Romeo and Juliet

by: William Shakespeare

Original Text

Modern Text

FRIAR LAWRENCE

There on the ground, with his own tears made drunk.

FRIAR LAWRENCE

He’s there on the ground. He’s been getting drunk on his own tears.

NURSE

Oh, he is even in my mistress' case,
85Just in her case. O woeful sympathy,
Piteous predicament! Even so lies she,
Blubbering and weeping, weeping and blubbering.
Stand up, stand up. Stand, an you be a man.
For Juliet’s sake, for her sake, rise and stand.
90Why should you fall into so deep an O?

NURSE

Oh, he’s acting just like Juliet, just like her. Oh painful sympathy! What a pitiful problem! She’s lying on the ground just like him, blubbering and weeping, weeping and blubbering. Stand up. Stand up. Stand up if you’re really a man. For Juliet’s sake, for her sake, rise and stand up. Why should you fall into so deep a moan?

ROMEO

Nurse!

ROMEO

Nurse!

NURSE

Ah sir, ah sir. Death’s the end of all.

NURSE

Ah sir, ah sir. Well, death is the end for everybody.

ROMEO

Spakest thou of Juliet? How is it with her?
Doth she not think me an old murderer,
95Now I have stained the childhood of our joy
With blood removed but little from her own?
Where is she? And how doth she? And what says
My concealed lady to our canceled love?

ROMEO

Were you talking about Juliet?
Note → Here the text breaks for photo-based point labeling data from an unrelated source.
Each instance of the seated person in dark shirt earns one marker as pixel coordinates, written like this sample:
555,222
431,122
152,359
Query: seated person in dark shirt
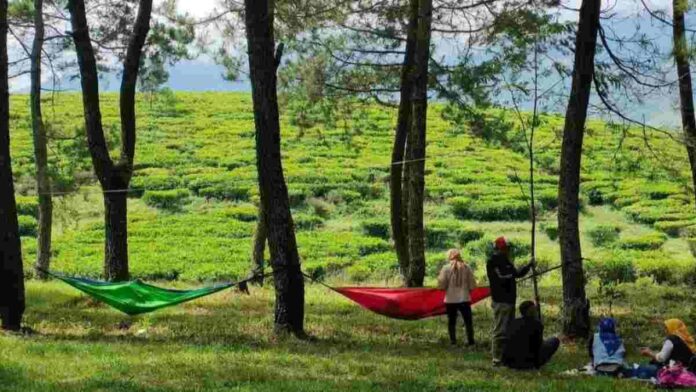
526,347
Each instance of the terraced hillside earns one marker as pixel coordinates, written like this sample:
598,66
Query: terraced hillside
192,212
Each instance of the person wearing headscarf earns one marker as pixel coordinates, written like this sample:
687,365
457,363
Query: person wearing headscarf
457,279
679,346
501,276
606,348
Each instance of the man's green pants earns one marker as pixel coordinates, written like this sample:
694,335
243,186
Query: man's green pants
503,314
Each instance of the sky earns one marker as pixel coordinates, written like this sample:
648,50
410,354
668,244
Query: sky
203,74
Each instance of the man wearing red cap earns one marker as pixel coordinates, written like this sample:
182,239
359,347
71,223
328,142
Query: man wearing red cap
501,276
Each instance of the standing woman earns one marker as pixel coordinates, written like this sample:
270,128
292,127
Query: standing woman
457,279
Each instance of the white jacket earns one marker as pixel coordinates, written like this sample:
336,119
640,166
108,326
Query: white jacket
454,294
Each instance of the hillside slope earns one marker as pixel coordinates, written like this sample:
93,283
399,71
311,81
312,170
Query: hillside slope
192,210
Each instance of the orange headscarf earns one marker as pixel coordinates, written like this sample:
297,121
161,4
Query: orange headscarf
678,328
How is she? Does she think that I’m a practiced murderer because I tainted our newfound joy by killing one of her close relatives? Where is she? How is she doing? What does my hidden wife say about our ruined love?

NURSE

Oh, she says nothing, sir, but weeps and weeps,
100And now falls on her bed, and then starts up,
And “Tybalt” calls, and then on Romeo cries,
And then down falls again.

NURSE

Oh, she doesn’t say anything, sir. She just weeps and weeps. She falls on her bed and then starts to get up. Then she calls out Tybalt’s name and cries “Romeo,” and then she falls down again.

ROMEO

     As if that name,
Shot from the deadly level of a gun,
Did murder her, as that name’s cursed hand
105Murdered her kinsman. O, tell me, Friar, tell me,
In what vile part of this anatomy
Doth my name lodge? Tell me, that I may sack
The hateful mansion. (draws his dagger)

ROMEO

She’s calling out my name as if I were a bullet murdering her, just like I murdered her relative. Tell me, Friar, in what part of my body is my name embedded? Tell me, so I can cut it out of myself. (he draws his dagger)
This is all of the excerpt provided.